In other words, dread was the emotion that the audience felt long before the characters did, but as soon as the characters’ experienced their own self awareness of that dread manifesting, they did not give up. They did not accept fate. They did not acquiesce to destiny. In fact, right to the edge, they attempted to change the outcome, and they succeeded—not with superhuman intelligence or godlike effort but with sheer will power using simple, human touches: a high note, a melody, and a song.

This is catharsis with a twist of hope! This is a paradigm shift that says to humanity, yes, there are limitations, but if one perseveres and keeps struggling, one can change the outcome of one’s life—despite the odds of succeeding. In other words, fate is not a predestined fixed outcome by God; rather, it is a fluid, dynamic process that is determined by the choices each of us makes, even if it comes at the last possible moment.
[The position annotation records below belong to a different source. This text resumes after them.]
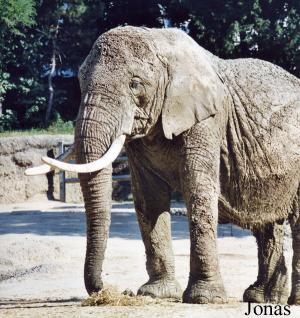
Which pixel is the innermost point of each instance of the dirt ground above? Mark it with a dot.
(42, 248)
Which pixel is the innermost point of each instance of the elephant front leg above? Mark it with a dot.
(294, 298)
(152, 203)
(271, 285)
(200, 182)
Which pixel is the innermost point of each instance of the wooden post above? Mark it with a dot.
(62, 177)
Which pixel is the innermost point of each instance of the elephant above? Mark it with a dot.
(225, 133)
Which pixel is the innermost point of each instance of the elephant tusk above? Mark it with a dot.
(93, 166)
(45, 168)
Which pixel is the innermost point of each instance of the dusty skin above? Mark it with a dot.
(225, 133)
(42, 249)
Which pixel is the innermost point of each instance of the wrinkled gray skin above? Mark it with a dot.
(223, 132)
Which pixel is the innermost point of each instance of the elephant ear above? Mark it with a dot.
(195, 91)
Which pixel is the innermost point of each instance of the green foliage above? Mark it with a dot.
(61, 126)
(30, 30)
(8, 120)
(16, 13)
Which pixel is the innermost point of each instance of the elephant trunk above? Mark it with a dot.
(92, 139)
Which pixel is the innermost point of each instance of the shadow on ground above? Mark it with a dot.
(72, 223)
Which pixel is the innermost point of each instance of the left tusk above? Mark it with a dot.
(43, 169)
(93, 166)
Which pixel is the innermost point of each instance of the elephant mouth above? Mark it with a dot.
(111, 154)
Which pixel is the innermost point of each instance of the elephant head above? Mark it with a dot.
(132, 79)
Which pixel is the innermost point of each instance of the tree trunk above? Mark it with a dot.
(50, 87)
(51, 75)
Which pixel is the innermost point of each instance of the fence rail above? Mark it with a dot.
(63, 180)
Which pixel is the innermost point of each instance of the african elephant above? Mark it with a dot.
(226, 133)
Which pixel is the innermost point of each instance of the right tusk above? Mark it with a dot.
(111, 154)
(45, 168)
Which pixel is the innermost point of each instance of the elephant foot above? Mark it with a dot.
(205, 292)
(161, 288)
(276, 291)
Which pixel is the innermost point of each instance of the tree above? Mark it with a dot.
(14, 15)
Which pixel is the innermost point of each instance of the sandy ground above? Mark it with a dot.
(42, 248)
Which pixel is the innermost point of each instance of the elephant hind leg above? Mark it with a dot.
(294, 298)
(271, 285)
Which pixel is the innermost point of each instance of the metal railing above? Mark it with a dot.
(62, 175)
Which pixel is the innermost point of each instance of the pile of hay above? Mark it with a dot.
(112, 297)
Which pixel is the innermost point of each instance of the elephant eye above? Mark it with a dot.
(136, 86)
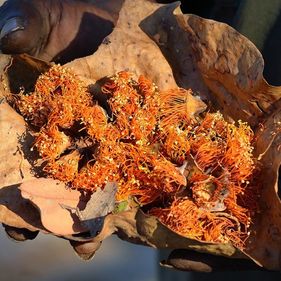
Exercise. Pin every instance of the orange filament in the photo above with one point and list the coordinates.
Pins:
(198, 170)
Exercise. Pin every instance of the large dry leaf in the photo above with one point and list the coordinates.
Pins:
(50, 197)
(226, 71)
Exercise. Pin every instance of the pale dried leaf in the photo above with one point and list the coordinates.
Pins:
(49, 196)
(100, 204)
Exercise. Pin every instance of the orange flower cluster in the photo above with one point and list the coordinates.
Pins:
(195, 171)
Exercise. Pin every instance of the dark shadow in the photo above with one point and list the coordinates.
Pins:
(10, 197)
(279, 183)
(23, 73)
(271, 53)
(87, 40)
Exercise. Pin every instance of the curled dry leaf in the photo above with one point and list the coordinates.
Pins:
(49, 196)
(226, 70)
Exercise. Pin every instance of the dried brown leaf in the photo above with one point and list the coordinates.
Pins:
(49, 196)
(172, 49)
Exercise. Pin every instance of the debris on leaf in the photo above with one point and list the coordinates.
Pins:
(213, 204)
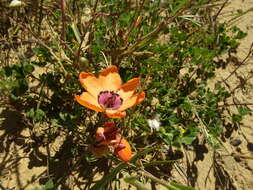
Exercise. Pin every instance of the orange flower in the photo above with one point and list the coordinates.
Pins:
(106, 93)
(109, 136)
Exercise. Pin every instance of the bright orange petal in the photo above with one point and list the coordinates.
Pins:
(132, 101)
(127, 89)
(99, 151)
(124, 154)
(110, 79)
(87, 100)
(115, 113)
(91, 83)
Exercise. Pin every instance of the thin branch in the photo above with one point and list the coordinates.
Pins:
(244, 60)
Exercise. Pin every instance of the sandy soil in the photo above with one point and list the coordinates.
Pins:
(230, 168)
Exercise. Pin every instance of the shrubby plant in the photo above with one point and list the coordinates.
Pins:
(173, 47)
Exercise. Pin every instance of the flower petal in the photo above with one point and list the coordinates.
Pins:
(115, 113)
(99, 151)
(87, 100)
(91, 83)
(110, 79)
(125, 154)
(132, 101)
(127, 89)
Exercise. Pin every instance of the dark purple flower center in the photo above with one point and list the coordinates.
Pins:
(109, 100)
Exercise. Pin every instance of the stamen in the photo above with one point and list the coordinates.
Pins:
(109, 100)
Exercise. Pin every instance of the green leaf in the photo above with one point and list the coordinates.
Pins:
(101, 184)
(28, 68)
(243, 110)
(236, 118)
(181, 187)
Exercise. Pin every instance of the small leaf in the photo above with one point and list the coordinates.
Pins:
(49, 185)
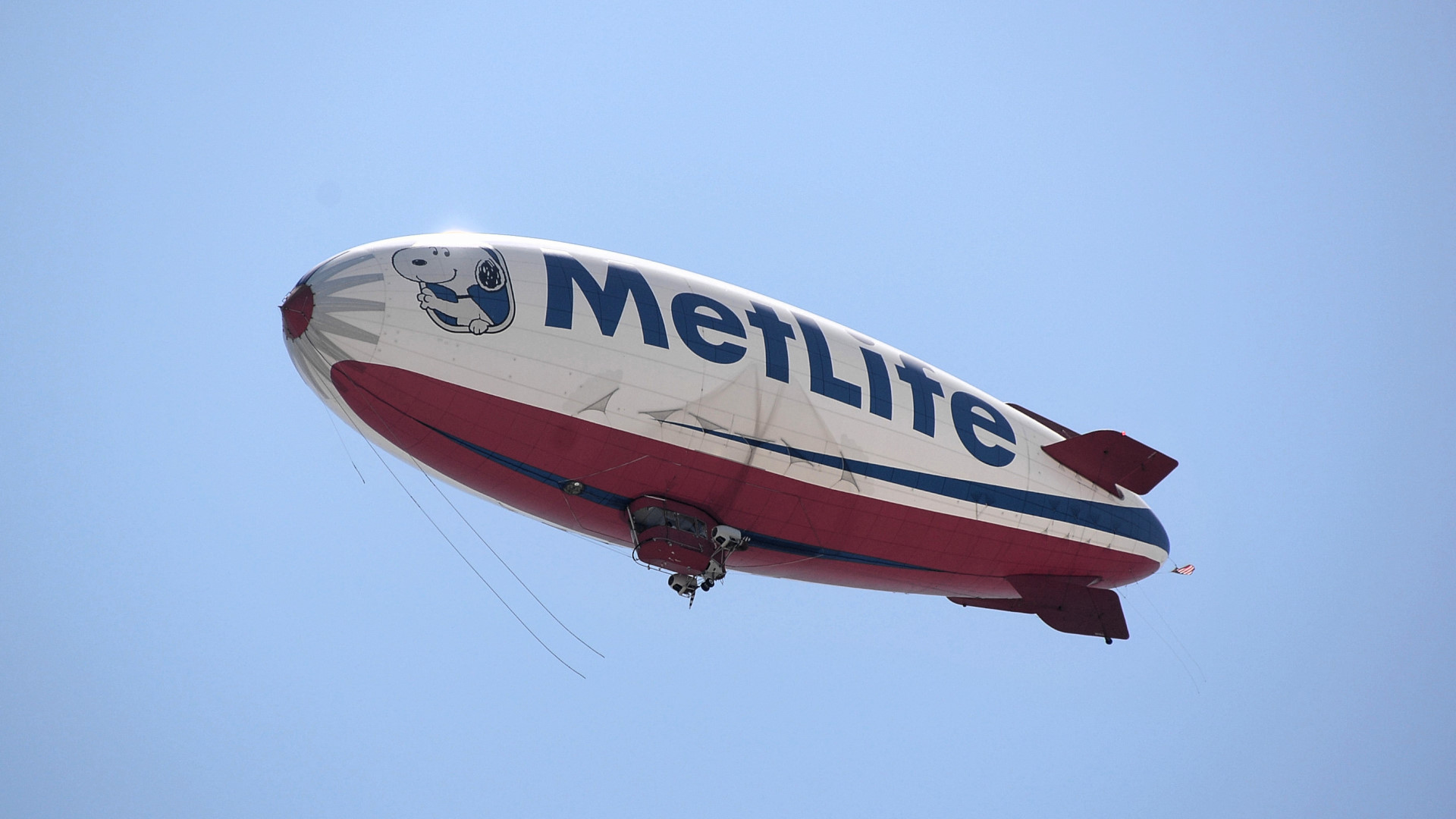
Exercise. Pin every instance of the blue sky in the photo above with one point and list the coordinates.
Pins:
(1222, 228)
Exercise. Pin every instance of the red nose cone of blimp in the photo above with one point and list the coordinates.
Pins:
(297, 309)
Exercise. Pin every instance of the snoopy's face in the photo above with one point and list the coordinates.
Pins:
(431, 265)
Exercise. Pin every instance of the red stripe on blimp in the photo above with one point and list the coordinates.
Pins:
(503, 449)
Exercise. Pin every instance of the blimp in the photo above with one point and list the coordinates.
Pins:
(711, 430)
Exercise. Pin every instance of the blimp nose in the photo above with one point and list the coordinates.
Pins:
(297, 311)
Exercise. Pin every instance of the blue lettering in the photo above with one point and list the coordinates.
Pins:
(821, 366)
(691, 324)
(993, 422)
(606, 303)
(922, 391)
(880, 398)
(775, 346)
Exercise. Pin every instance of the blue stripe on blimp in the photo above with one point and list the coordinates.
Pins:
(1128, 522)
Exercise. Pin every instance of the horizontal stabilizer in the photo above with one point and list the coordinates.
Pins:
(1066, 604)
(1110, 458)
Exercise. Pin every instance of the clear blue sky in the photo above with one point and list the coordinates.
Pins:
(1223, 228)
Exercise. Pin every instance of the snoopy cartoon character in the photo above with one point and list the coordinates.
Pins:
(485, 305)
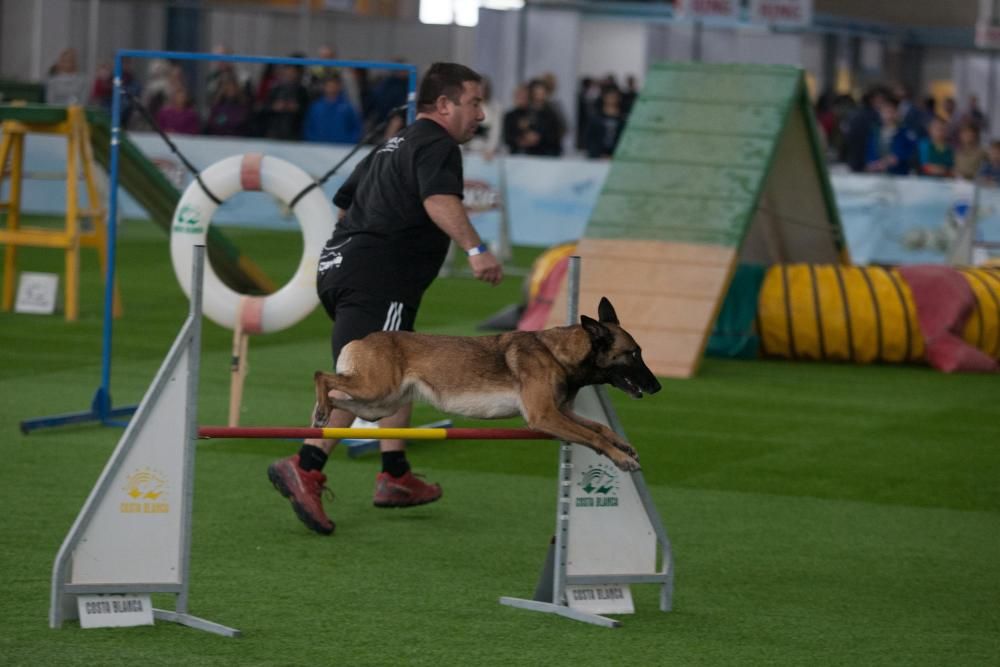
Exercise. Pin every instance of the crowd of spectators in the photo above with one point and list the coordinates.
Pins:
(341, 105)
(536, 123)
(888, 132)
(291, 102)
(885, 132)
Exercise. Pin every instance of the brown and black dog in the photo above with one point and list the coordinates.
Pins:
(536, 374)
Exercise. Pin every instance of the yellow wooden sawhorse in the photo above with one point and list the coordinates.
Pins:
(94, 234)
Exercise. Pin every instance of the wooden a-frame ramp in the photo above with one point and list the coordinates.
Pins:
(719, 164)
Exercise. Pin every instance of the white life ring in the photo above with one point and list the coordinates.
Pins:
(189, 227)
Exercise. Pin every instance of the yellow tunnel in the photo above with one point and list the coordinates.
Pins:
(860, 313)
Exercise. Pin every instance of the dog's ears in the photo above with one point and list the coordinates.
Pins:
(606, 311)
(597, 331)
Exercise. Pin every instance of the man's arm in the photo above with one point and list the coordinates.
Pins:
(448, 213)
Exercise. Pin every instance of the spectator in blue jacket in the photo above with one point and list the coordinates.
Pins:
(332, 118)
(892, 148)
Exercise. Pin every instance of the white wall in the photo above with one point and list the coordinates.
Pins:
(613, 47)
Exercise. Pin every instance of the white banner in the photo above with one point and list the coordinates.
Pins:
(887, 219)
(707, 9)
(791, 13)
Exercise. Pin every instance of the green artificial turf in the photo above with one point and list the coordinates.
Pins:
(820, 514)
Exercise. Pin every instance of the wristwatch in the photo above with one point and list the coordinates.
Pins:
(478, 250)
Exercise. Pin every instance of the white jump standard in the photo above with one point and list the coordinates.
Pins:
(133, 534)
(608, 530)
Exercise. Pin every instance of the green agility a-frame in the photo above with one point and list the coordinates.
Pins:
(719, 164)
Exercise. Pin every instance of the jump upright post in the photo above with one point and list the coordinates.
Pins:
(608, 531)
(101, 408)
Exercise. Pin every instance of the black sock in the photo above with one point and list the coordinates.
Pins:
(395, 463)
(311, 458)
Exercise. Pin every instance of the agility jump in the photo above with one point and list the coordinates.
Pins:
(208, 432)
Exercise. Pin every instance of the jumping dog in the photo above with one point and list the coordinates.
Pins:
(536, 374)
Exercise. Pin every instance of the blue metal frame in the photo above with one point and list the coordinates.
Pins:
(100, 408)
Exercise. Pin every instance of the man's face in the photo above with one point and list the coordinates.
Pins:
(463, 118)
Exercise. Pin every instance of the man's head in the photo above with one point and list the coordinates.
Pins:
(538, 92)
(937, 130)
(451, 95)
(889, 111)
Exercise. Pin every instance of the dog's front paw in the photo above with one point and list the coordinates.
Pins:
(626, 448)
(624, 461)
(320, 415)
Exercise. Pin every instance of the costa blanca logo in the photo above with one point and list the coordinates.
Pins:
(479, 197)
(146, 489)
(392, 145)
(600, 484)
(188, 220)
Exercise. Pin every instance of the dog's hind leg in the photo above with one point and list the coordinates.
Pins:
(542, 414)
(368, 396)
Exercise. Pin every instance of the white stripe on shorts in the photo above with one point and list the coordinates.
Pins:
(394, 317)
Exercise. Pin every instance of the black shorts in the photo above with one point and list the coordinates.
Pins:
(356, 314)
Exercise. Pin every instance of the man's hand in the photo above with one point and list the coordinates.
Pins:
(486, 267)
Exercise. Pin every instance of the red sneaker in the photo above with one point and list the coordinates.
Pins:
(305, 489)
(405, 491)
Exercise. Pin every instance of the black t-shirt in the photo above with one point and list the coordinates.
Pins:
(387, 245)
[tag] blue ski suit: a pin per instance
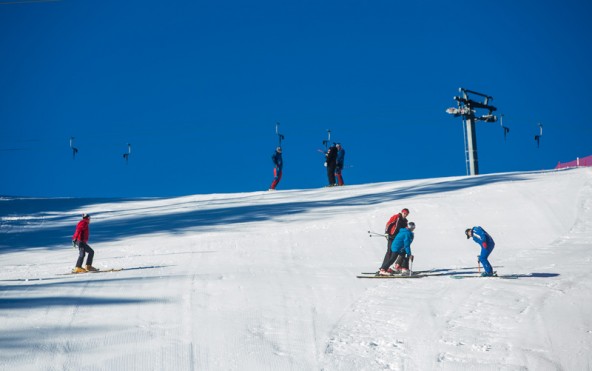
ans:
(487, 244)
(402, 242)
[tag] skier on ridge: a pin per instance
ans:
(277, 170)
(487, 244)
(80, 240)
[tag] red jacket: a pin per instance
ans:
(395, 223)
(82, 231)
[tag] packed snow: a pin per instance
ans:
(267, 280)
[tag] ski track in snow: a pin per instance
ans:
(276, 289)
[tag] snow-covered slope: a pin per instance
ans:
(266, 280)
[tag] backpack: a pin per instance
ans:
(392, 221)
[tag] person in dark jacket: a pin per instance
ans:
(80, 240)
(331, 163)
(393, 226)
(339, 163)
(487, 244)
(278, 162)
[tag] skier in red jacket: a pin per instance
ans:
(80, 240)
(393, 226)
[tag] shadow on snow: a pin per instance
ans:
(138, 224)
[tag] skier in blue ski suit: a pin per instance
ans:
(487, 244)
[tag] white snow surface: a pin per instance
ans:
(267, 280)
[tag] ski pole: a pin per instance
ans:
(375, 234)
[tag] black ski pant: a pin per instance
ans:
(84, 248)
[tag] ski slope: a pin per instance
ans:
(266, 280)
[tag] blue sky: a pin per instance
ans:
(197, 87)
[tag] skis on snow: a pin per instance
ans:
(97, 271)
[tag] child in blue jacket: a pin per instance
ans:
(487, 244)
(401, 251)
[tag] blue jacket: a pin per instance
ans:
(277, 160)
(482, 238)
(340, 157)
(402, 243)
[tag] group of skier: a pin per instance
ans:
(334, 161)
(400, 234)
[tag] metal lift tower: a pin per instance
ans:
(466, 109)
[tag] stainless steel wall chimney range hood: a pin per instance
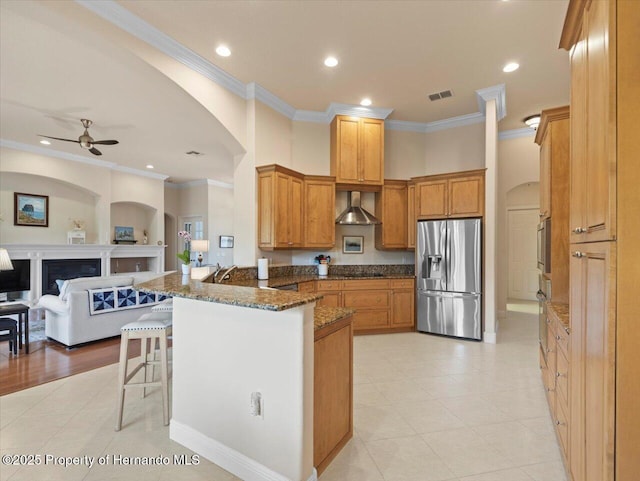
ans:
(354, 213)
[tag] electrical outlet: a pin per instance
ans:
(255, 405)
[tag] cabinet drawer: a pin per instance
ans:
(366, 284)
(562, 339)
(401, 283)
(329, 285)
(562, 379)
(370, 319)
(562, 426)
(366, 299)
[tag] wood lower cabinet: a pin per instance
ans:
(357, 152)
(381, 305)
(333, 391)
(455, 195)
(604, 428)
(319, 228)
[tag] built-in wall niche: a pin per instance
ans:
(132, 214)
(121, 265)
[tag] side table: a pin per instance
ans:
(22, 311)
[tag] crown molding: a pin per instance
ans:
(33, 149)
(497, 92)
(516, 133)
(141, 173)
(127, 21)
(112, 12)
(258, 92)
(435, 126)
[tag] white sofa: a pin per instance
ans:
(68, 316)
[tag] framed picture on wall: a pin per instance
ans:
(226, 241)
(31, 210)
(353, 244)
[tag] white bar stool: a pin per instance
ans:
(154, 327)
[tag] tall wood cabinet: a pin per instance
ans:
(357, 152)
(602, 37)
(553, 138)
(455, 195)
(392, 211)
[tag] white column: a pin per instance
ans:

Herein is the significance for us as clinicians with those clients who confound us. In the midst of experiencing our limitations as therapists, we can bring into it the awareness that the inevitable does not necessarily have to happen. That the dread we may be feeling may be averted at any moment—even if we never get to see it. We may like to think of ourselves as the director, but in reality, we are, merely, the audience to the dramas of our clients, and it is they who, as the actors in their own life stories, can change their roles at any moment to write a new and unexpected ending—or a whole new script! Limitations? Meet the new screenwriter, Free Will. The sequel is called Hope.